Probable origin of the Yaos. The Makalanga. Undi. Migrations of the Angoni. The Tambuka.

The Yaos believe themselves to be descended from the same stock as the Anyanja, Anguru, and Awisa, while they count the Angoni as a different race, and do not profess to know whence they came. These four tribes, therefore, must have kept together till a much later period than that at which the Zulus separated from the main stock of the Bantu. The Yaos imagined the tribes with whom they acknowledged kinship to have started with them from Kapirimtiya, and gone in different directions.

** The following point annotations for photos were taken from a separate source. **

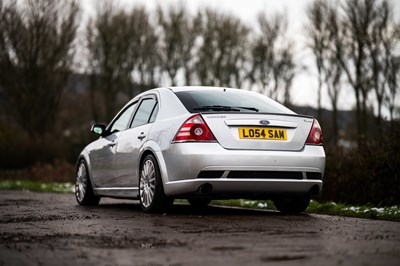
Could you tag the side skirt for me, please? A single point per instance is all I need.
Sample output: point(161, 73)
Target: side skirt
point(118, 192)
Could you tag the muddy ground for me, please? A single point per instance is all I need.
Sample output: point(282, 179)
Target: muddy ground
point(51, 229)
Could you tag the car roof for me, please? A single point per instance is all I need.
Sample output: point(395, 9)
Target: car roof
point(191, 88)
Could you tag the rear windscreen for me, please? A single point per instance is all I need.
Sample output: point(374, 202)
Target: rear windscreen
point(229, 100)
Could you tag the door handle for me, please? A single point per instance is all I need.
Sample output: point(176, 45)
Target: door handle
point(141, 136)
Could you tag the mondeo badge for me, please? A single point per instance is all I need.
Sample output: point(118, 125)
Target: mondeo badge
point(264, 122)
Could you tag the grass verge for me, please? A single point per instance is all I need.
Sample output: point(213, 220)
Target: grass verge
point(331, 208)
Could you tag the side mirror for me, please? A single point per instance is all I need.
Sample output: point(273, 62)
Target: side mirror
point(98, 129)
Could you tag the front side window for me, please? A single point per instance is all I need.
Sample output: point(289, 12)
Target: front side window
point(145, 112)
point(122, 122)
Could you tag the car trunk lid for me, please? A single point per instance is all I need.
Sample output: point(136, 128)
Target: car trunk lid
point(258, 131)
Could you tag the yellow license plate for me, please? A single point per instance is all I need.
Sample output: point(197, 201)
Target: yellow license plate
point(262, 133)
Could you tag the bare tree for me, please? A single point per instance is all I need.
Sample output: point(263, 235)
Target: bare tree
point(393, 87)
point(222, 54)
point(317, 32)
point(144, 52)
point(359, 16)
point(179, 32)
point(272, 58)
point(381, 44)
point(123, 54)
point(108, 45)
point(326, 35)
point(36, 52)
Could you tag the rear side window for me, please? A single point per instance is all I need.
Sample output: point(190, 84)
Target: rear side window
point(145, 112)
point(230, 100)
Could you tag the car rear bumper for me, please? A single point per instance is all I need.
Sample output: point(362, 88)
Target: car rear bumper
point(239, 172)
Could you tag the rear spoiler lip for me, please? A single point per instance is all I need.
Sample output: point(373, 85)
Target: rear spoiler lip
point(293, 115)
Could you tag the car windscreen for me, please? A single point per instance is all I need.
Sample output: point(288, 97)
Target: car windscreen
point(229, 101)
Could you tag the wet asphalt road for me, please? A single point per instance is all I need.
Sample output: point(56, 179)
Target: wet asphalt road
point(51, 229)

The story of how Mtanga improved the Yao country in the beginning by moulding it into hills and valleys, seems to bear out the opinion that the mountainous region of Unangu was the early home of the race; but how long they lived there, before the raids of the Magwangwara sent them forth on their wanderings, is hard to say. Dr. M’Call Theal says: ‘There is not a single tribe in South Africa to-day that bears the same title, has the same relative power, and occupies the same ground as its ancestors three hundred years ago. The people we call Mashona are indeed descended from the Makalanga of the early Portuguese days, and they preserve their old name and part of their old country; but the contrast ... is striking.’

The more one studies the wars and migrations of the Bantu tribes, the more one is reminded of the state of things in our own island between (roughly speaking) 500 and 1000 A.D. We are apt to forget the length of time over which this process extended, and that though the Bantu, so far as we can tell, began it later, there seems no valid reason why it should not, in their case, have a similar termination. However, as we have to do with facts, not speculations, it seems futile to discuss a point which only posterity will have an opportunity of deciding.

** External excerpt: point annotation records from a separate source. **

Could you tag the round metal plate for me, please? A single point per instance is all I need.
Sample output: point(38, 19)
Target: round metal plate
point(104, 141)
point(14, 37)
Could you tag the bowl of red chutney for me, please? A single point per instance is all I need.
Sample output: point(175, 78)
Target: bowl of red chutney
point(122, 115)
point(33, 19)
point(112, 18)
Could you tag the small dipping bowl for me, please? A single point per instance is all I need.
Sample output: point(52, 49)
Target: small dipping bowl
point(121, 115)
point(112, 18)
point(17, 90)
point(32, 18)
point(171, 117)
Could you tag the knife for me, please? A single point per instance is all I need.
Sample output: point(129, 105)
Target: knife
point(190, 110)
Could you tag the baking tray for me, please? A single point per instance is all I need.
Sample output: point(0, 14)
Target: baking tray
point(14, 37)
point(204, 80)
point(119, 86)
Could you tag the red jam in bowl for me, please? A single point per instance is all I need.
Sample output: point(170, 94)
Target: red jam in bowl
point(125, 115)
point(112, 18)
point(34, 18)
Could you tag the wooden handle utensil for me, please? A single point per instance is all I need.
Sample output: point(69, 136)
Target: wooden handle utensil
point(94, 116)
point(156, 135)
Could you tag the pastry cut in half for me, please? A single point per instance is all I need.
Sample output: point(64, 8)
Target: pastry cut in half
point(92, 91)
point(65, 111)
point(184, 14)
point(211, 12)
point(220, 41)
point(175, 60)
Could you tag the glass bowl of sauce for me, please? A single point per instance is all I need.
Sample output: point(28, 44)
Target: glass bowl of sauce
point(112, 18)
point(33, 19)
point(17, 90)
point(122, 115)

The Makalanga speak much the same language as the various tribes comprehended under the general name of Anyanja, and may, at one time, have formed a homogeneous body with them. The kingdom of the Makalanga, as described by the Portuguese writers, would almost seem to have been something more than an ordinary African state; but their way of describing everything, so to speak, in terms of Europe, is somewhat misleading. Probably it was not unlike the ‘empire’ of Undi at a later date and fell to pieces much in the same way. These decentralised agricultural tribes either fell victims to internal quarrels, or to aggressive action on the part of some warlike neighbour—or, very possibly, to both together.

It is not known when the Zulus moved southward into the territory they now occupy, and where they must have been settled for some generations before the beginning of the nineteenth century, as the graves of at least four kings (some say eight), of earlier date than that epoch, are still to be seen at Mahlabatini, in the valley of the White Umfolozi. In 1687 they, and tribes allied to them, seem to have been in peaceful occupation of Natal and Zululand, living so close together that migration on a large scale was impossible. Yet, about the same time, the Amaxosa, or ‘Cape Kafirs,’ who are very closely related to them, seem to have been pressing on to the south; and they reached the Great Fish River soon after the beginning of the eighteenth century. However this may be, the Zulu king Senzagakona had, about 1800, risen to a position of some importance, though still subject to Dingiswayo, chief of the Umtetwas in Natal. His son, Tshaka, succeeded in 1810, and, after Dingiswayo’s death, assumed a paramount position, his career resembling that of Napoleon, or rather (since he may be said to have consolidated, if not erected, a nation), Theodoric or Charlemagne. But what chiefly concerns us here is the northward migration of the Zulus which took place in his time. Umziligazi, one of his captains, quarrelled with him and fled, taking his clan with him. These are the people now known as the Matabele, having settled in the early thirties between the Limpopo and Zambezi.

Another chief, Manukosi, seceded about 1819, and invaded the country about Delagoa Bay, gradually subduing the Tonga tribes. This branch of the Zulus is called Gaza; their last king, Gungunyana (Manukosi’s grandson), was deposed by the Portuguese in 1896.